9.1.1 This section is mainly applicable to the assembled type single-storey factory buildings with R.C.Columns and the structural layout shall be in accordance with the following requirements:
1 Multi-span factory building should be equal in height and length and the high-low span factory building should not be adopted with structural layout featured by one-end opening.
2 Auxiliary buildings and structure of a factory building should not be arranged at the corners of the buildings or close to the seismic joints.
3 Where the factory building body is complex or there are auxiliary houses and structures, seismic joints should be adopted; At the longitudinal and traverse span intersection part of factory building, the seismic joint width of large column-grid factory building or factory building without inter-column support may be 100mm~150 mm and for the other conditions, it may be 50 mm~90 mm.
4 The transition span between two main buildings shall at least be provided with seismic joint at one end in order to be detached from the main building.
5 The iron ladder of crane in factory building shall not be laid close to the seismic joint; the iron ladder of crane at each span of multi-span factory building should not be erected near the same transverse axial line.
6 The operating platform and rigid workshop in factory building should be detached from the major factory building structure.
7 Different structure forms shall not be adopted in the same structural unit of factory building; the factory building end shall be installed with roof truss and with the gable wall shall not be used to bear load; transverse wall and bent frame shall not be used together to bear load in factory building unit.
8 The column space in factory building should be equal; the lateral rigidity of each colonnade should be uniform; where the column is removed, seismic measures shall be taken.
Note: The seismic design for concrete frame-bent structure factory building shall be in accordance with the requirements of Section H.1 in Appendix H of this code. 9.1.2 The installation of factory building skylight truss shall be in accordance with the following requirements:
1 Skylight should be adopted with the wind-sheltered skylight with smaller part extending the roof and sunken skylight should be adopted if possible or where it is for Intensity 9 .
2 The skylight protruding roof should be adopted with steel skylight truss; where it is for Intensity 6~8, reinforced concrete skylight truss with rectangular section member bar may be adopted.
3 The skylight truss should not be installed from the first bay of factory building structural unit; where it is for Intensity 8 and 9, the skylight truss should be installed from the
third bay of factory building unit end.
4 The skylight roof, front sheet and side sheet should be adopted with light sheets; the front sheet shall not replace the end skylight truss.
9.1.3 The installation of factory building roof truss shall be in accordance with the following requirements:
1 Factory building should be adopted with steel roof truss or the roof truss with pre-stressed concrete and reinforced concrete of lower gravity center.
2 Where the span is not greater than 15m, roof beam with reinforced concrete may be adopted.
3 Where the span is greater than 24m or it is Intensity 8 with site class III and IV and Intensity 9, the steel roof truss shall be adopted in priority.
4 Where the column space is 12m, pre-stressed concrete bracket (beam) may be adopted; where steel roof truss is adopted, steel bracket (beam) may also be adopted.
5 The roof protruding the roof skylight truss should not be open web roof truss of pre-stressed concrete or reinforced concrete.

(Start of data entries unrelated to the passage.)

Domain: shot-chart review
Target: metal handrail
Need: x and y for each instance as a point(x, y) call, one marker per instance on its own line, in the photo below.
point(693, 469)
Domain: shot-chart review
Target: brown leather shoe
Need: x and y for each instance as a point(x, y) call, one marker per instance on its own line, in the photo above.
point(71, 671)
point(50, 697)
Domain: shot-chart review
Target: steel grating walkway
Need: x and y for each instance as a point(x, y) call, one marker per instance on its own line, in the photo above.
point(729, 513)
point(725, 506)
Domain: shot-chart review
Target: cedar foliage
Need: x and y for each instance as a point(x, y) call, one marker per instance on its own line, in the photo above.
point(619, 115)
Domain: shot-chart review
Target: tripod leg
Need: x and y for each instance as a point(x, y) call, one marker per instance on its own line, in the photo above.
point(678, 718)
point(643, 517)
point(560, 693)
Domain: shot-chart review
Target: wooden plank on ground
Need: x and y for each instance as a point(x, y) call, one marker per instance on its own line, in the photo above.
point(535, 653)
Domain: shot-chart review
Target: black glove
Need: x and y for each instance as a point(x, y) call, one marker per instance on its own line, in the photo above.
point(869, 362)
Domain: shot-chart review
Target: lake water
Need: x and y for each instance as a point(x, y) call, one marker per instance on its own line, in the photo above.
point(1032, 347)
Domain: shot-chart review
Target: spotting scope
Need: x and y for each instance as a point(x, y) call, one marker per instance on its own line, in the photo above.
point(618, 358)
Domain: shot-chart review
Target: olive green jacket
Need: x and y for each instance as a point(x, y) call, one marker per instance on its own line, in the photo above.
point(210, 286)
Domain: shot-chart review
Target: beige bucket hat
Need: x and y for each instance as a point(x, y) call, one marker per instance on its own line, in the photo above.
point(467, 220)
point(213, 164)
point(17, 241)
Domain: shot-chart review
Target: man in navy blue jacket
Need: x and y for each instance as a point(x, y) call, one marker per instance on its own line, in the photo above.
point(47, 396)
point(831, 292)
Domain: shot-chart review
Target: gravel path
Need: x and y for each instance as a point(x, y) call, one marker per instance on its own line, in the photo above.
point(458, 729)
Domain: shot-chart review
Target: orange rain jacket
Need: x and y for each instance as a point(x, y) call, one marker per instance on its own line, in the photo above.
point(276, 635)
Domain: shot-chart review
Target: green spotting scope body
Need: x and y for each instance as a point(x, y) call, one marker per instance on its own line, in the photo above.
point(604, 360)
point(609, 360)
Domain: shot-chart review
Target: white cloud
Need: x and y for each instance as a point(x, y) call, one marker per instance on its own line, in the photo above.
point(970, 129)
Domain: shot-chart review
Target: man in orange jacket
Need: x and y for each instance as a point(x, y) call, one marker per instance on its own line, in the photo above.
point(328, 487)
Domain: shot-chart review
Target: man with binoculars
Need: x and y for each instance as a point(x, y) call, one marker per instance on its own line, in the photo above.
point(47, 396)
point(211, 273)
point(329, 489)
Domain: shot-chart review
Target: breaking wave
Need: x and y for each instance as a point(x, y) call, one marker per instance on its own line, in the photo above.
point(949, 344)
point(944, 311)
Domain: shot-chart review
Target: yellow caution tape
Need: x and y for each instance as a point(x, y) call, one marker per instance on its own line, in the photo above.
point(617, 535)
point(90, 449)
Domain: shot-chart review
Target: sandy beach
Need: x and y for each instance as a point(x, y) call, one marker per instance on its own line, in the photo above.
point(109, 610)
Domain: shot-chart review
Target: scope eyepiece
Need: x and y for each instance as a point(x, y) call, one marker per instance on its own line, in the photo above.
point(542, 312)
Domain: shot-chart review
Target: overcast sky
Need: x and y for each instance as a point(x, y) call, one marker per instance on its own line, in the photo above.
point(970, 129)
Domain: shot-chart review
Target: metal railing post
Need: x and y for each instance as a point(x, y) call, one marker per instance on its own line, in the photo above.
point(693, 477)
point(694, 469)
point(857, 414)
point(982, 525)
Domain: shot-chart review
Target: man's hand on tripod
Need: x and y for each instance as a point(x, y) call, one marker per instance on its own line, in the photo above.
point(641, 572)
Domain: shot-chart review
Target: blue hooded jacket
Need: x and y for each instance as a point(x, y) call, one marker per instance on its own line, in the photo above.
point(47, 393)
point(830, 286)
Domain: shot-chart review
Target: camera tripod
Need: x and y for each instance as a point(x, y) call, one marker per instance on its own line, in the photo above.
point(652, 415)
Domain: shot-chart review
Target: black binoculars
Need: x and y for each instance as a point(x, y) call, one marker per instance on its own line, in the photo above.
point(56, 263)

6 Where it is Intensity 8 (0.30g) and Intensity 9, factory building with span greater than 24m should not be adopted with large-scale roof slab.
9.1.4 Installation of factory building column shall be in accordance with the following requirements:
1 Where it is Intensity 8 and Intensity 9, rectangular or I-shaped section column or double leg column with diagonal web should be adopted instead of I-shape column of thin wall, I-shape column with open pore on web plate, I-shape column of prefabricated web plate or pipe column.
2 The column within the range of above 500mm form column root to indoor ground level and the column on the stepped column should be adopted rectangular section.
9.1.5 The arrangement of the enclosure wall and masonry parapet wall of the factory building, material selection as well as seismic structural measures shall be in accordance with relevant requirements in Section 13.3 of this code.
(II) Essentials in Calculation
9.1.6 Traverse and longitudinal seismic check may be omitted, where single-storey factory building adopts seismic structural measures according to the requirements of this code and any of the following conditions is met:
1 Single-span and equal-height multi-span factory building (expect zigzag-type factory building) with gable walls at both sides of the construction unit, for Intensity 7 at Class I and II site, column height no larger than 10m.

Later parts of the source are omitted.